Dos meses y medio pasaron ya desde que al país le urgía la intervención fiscal del Gobierno para reducir el sufrimiento provocado por la pandemia. Parece una eternidad. El 25 de marzo calculaba que eran necesarios 2 billones de pesos para amortiguar la caída. No eran números arbitrarios sino un espejo de lo que hacían los gobiernos de todo el mundo. Para sobrevivir el encierro, las arcas públicas y los bancos centrales salieron al rescate.
En Francia, Emmanuel Macron prometió que ningún negocio cerraría, ninguna familia quedaría sin alimentos y nadie quedaría atrás. En Alemania, Angela Merkel apuntaló a las empresas y a los ciudadanos con el 30 por ciento del PIB en créditos y apoyos. Países más pobres que México, como Perú, extendieron créditos externos a las empresas y apoyos directos a la población hasta por el 10 por ciento de su PIB. Estados Unidos se voló la barda y depositó a sus ciudadanos desde 1200 dólares por persona hasta 4 o 5 mil dólares por familia.
El Gobierno podía pedirles quedarse en casa porque el ingreso básico estaba asegurado. Aquí, el Banco de México entendió el problema de liquidez de las empresas y la banca nacional e intervino con 750 mil millones de pesos en apoyos al sistema financiero. Mientras tanto, la administración de Morena comenzó a rasurar los presupuestos, a disminuir el gasto. Justo lo contrario de las recomendaciones que daría un estudiante de primer grado de economía. El resultado fue brutal: a finales de mayo había 12.5 millones de mexicanos sin ingreso.
Las cifras de infectados y de mortandad por el Covid-19 crecieron mucho más de lo que había estimado el Gobierno. Y crecerán más por una simple razón: la gente no puede estar en casa cuando no tiene ingresos. Los cálculos originales de Hugo López-Gatell, subsecretario de Salud, eran de 6 mil muertos. A la fecha llegamos a 13 mil y, si las cosas no cambian, podríamos superar los 100 mil.
La obsesión del presidente López Obrador de no adquirir deuda, de gastar en sus proyectos elefante y trasquilar el presupuesto, causará decenas de miles de muertes y destrozará el sistema de salud pública.
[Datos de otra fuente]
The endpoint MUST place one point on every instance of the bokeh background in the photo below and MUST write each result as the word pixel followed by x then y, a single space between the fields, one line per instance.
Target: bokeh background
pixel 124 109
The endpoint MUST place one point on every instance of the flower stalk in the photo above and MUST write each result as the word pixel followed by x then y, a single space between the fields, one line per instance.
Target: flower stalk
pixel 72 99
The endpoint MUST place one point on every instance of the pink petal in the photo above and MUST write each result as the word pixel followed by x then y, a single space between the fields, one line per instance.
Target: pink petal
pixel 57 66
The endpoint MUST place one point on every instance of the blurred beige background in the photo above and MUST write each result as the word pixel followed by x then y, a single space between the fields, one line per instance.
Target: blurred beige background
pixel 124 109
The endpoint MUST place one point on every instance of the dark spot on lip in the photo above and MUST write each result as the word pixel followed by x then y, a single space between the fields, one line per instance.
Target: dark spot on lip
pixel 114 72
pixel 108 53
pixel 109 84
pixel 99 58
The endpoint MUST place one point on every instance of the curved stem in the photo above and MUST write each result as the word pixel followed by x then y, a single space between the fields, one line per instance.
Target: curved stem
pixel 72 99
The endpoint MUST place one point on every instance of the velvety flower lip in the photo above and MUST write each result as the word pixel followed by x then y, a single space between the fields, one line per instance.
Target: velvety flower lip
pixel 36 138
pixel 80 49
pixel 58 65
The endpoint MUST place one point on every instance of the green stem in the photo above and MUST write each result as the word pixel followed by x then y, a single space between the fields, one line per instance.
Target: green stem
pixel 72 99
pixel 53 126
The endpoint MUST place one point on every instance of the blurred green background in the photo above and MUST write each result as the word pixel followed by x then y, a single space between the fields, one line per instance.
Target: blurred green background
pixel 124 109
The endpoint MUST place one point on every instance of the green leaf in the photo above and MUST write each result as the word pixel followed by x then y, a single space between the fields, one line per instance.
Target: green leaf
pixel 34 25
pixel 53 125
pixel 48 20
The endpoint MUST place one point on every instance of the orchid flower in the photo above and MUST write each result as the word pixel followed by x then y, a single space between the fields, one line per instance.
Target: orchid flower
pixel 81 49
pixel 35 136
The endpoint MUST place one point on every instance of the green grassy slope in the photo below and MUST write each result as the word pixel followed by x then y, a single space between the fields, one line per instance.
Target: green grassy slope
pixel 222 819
Lo dijo la oposición: sin la garantía de un ingreso mínimo de supervivencia, la gente no puede estar en casa.
La movilidad crea ya curvas extendidas de infección y muerte. Lo peor, el precio de la pandemia será mucho más caro que el de haber ejercido un crédito ya contratado con el Fondo Monetario Internacional, como lo sugirió el ex subsecretario de Hacienda, Santiago Levy, como lo sugirió el Gran Zedillo y los ex presidentes liberales de Latinoamérica. Pagaremos con mayor caída del PIB; pagaremos con una economía disminuida y, lo triste, pagaremos con más vidas.
El sufrimiento para doctores, enfermeras y trabajadores del sector salud es trágico y será inconmensurable. El abandono puede considerarse criminal porque el país caerá en la peor recesión de su historia y en una mortandad innecesaria.
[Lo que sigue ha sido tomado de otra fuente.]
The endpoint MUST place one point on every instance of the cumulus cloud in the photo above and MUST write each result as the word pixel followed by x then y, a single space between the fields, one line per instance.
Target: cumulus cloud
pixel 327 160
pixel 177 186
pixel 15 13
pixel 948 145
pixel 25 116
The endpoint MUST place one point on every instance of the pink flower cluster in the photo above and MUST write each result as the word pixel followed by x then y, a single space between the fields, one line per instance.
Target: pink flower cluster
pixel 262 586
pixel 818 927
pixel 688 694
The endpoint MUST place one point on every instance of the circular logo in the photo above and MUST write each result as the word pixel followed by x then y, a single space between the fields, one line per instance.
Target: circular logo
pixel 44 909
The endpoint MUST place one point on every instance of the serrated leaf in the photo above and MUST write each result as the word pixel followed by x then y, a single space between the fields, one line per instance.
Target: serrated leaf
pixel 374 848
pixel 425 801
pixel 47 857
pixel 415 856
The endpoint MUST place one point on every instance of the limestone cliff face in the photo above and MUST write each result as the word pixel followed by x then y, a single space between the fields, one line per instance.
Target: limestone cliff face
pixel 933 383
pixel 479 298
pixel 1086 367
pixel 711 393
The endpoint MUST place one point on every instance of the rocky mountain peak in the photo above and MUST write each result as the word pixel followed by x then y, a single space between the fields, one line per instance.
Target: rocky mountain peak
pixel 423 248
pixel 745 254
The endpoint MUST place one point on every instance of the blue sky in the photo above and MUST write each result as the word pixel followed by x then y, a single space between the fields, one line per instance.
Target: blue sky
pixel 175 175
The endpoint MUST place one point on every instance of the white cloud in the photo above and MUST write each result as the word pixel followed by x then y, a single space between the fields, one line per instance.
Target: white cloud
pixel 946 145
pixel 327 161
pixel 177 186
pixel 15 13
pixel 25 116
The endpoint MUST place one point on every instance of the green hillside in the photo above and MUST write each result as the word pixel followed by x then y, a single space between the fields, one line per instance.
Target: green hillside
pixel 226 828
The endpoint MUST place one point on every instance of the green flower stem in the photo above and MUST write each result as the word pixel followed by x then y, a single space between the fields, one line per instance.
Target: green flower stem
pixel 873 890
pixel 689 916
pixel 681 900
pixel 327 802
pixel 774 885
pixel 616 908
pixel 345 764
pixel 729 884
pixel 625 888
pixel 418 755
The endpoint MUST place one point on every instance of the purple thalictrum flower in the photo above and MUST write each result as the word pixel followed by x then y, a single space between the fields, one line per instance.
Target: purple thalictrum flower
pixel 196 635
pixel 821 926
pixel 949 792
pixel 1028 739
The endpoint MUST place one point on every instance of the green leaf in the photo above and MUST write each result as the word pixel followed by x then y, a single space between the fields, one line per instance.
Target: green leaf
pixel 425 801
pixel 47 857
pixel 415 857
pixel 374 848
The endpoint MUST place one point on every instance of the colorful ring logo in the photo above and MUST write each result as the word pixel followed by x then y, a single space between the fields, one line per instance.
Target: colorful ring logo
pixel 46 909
Tan sólo las empresas que cierran por falta de mercado costarán al país dos décadas de atraso y el futuro de una generación que no encontrará piso firme para su desarrollo.
Los daños serán los peores que hayamos tenido desde la Revolución de 1910. La irracionalidad no puede continuar sin consecuencias, sin provocar una fuerte oposición. Increíble que hayamos tenido la oportunidad de reducir la tragedia y la hayan profundizado con un “austericidio”.